第31話「ただ知りたいだけ」
「春野先輩」
「ん? なぁに?」
また恋人繋ぎに切り替えてにぎにぎと遊び始めた春野先輩に声をかけると、とても緩みきった顔を向けられてしまった。
かわいらしく小首を傾げながら俺の顔を見上げてくるさまは本当にかわいいのだけど、同時にこの人は本当にあざといなとも思う。
だけど幸せそうな笑顔を見ているとこちらも幸せな気分になってくるので、そこに関しては何も言わない。
「お昼の続きの話をしたいです。結局白雪先輩が俺の事を知っていたというとこらへんで話が進まなかったので」
俺が春野先輩の同行を許したのはこれを聞くためだ。
じゃないと、いくら彼女といっても孤児院に連れて行くのは躊躇していたと思う。
「あっ……えっと……」
しかし時間が空いてしまったからか、一度は話す覚悟を決めた春野先輩だったが躊躇うように俺から視線を外した。

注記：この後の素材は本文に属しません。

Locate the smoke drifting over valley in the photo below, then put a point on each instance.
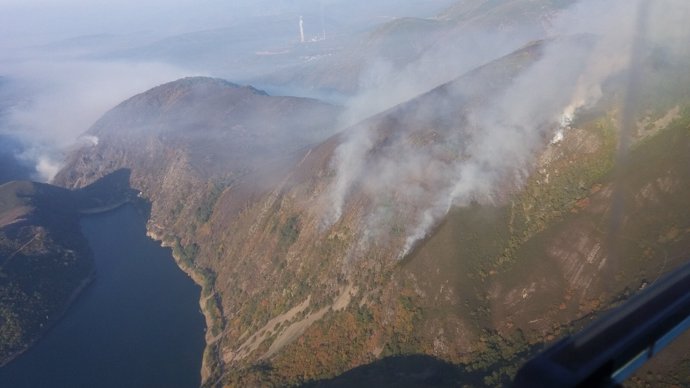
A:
(69, 62)
(487, 149)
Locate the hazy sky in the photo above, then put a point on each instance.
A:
(38, 21)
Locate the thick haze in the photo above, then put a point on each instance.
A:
(507, 131)
(69, 61)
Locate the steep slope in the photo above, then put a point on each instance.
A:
(424, 52)
(470, 224)
(44, 259)
(181, 136)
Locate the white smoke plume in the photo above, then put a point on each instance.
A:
(495, 144)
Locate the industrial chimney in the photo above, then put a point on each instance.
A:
(301, 30)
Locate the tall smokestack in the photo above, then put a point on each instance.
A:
(323, 25)
(301, 30)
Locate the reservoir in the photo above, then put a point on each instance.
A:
(137, 325)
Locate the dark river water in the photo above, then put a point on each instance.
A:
(137, 325)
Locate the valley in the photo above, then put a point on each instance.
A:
(474, 186)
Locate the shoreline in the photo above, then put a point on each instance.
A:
(205, 369)
(90, 278)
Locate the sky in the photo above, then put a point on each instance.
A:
(70, 62)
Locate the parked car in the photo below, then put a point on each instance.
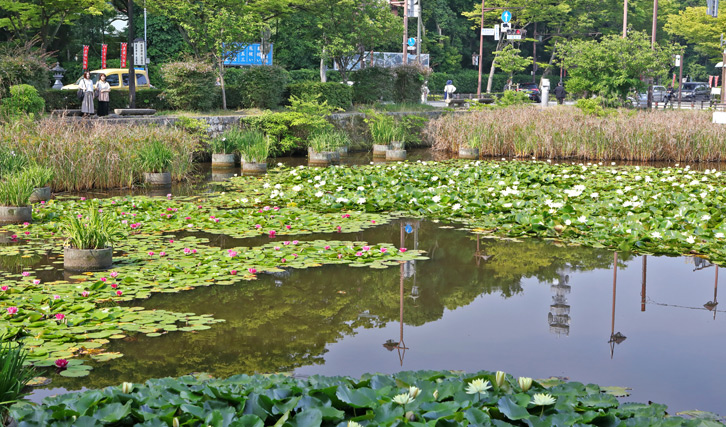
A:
(117, 78)
(695, 91)
(532, 90)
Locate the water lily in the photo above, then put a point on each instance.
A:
(403, 399)
(543, 399)
(478, 386)
(524, 383)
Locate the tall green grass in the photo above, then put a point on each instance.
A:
(96, 155)
(566, 133)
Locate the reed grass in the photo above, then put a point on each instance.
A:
(96, 155)
(567, 133)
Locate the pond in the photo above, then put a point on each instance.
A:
(530, 307)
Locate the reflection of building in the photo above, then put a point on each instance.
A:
(559, 315)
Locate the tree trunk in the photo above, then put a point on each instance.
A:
(323, 68)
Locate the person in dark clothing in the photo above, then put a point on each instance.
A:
(560, 93)
(669, 97)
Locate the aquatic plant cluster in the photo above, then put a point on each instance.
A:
(567, 133)
(423, 398)
(76, 316)
(672, 210)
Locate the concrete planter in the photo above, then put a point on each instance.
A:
(15, 214)
(253, 168)
(163, 178)
(396, 155)
(379, 150)
(319, 159)
(87, 259)
(41, 194)
(468, 153)
(223, 160)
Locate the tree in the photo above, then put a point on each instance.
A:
(613, 66)
(28, 19)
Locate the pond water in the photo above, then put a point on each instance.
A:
(531, 308)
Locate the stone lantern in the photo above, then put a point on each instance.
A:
(57, 75)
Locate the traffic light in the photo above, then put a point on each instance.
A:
(712, 8)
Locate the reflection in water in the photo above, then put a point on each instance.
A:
(559, 315)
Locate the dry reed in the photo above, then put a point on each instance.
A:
(567, 133)
(95, 155)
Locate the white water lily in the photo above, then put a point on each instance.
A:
(478, 386)
(543, 399)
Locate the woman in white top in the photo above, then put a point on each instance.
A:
(104, 90)
(86, 85)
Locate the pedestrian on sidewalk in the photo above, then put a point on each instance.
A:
(449, 90)
(560, 93)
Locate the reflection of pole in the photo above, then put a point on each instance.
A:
(642, 291)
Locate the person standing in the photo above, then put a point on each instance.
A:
(560, 93)
(86, 85)
(104, 92)
(449, 90)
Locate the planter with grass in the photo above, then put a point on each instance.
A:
(254, 148)
(223, 148)
(14, 378)
(15, 191)
(89, 239)
(41, 177)
(154, 161)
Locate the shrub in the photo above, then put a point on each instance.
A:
(407, 84)
(92, 230)
(24, 99)
(23, 65)
(190, 85)
(263, 86)
(337, 95)
(373, 84)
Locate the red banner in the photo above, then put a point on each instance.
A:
(123, 55)
(85, 57)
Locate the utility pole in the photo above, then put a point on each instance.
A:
(405, 32)
(481, 49)
(652, 46)
(130, 57)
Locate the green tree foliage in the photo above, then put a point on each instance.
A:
(28, 19)
(613, 66)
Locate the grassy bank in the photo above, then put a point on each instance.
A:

にぎにぎと握ってくる力が少し強くなったのは話したくないというアピールなのかもしれない。
だから俺は同じように少しだけ力を入れて握り返し、優しい笑みを意識して口を開く。
「大丈夫です、ただ知りたいだけですので。それで何か先輩に酷い事を思ったりするなんて事は絶対にありませんから」
一瞬頭に『詐欺師のような笑顔ね』という白雪先輩の顔と言葉がよぎったけど、本当に俺は知りたいだけなので笑顔のまま先輩の顔を見つめる。
先輩はそれで何を感じたのかはわからないけど、ゆっくりと口を開いてくれた。
「君がコンテストで優勝した帰り――私は、君と話をしないといけないと思ったの」
「話、ですか……?」
「うん、そうだよ。君からしたら凄く勝手な事だと思うだろうけど、コンテストで優勝をする君を見て、珍しく興奮するふぶきを横目に私はこのままだといけないと思った」
興奮をする白雪先輩というのが想像つかないけど、今大事なのはそこじゃない。
つまり少なくとも、コンテストを優勝する俺の姿を目にした春野先輩は俺に好意とは反対の感情を抱いていたという事なのだろう。
それがどうして今のような――言い方は少しあれだけど、デレデレのような感じになってるのかは多分このまま話を聞いていればわかるはずだ。
「それでね、私は少し抵抗するふぶきを連れて君の後を追ったの」
「それって――」
「うん、あの日も君は今日と同じで施設に顔を出してたね」
そう、春野先輩の言う通り俺はあの日、コンテストを終えた後美優さんに車で送ってもらって孤児院に顔を出していた。
まさかその後を付いて来ていただなんて、この人の行動力は本当にどうなっているのかな。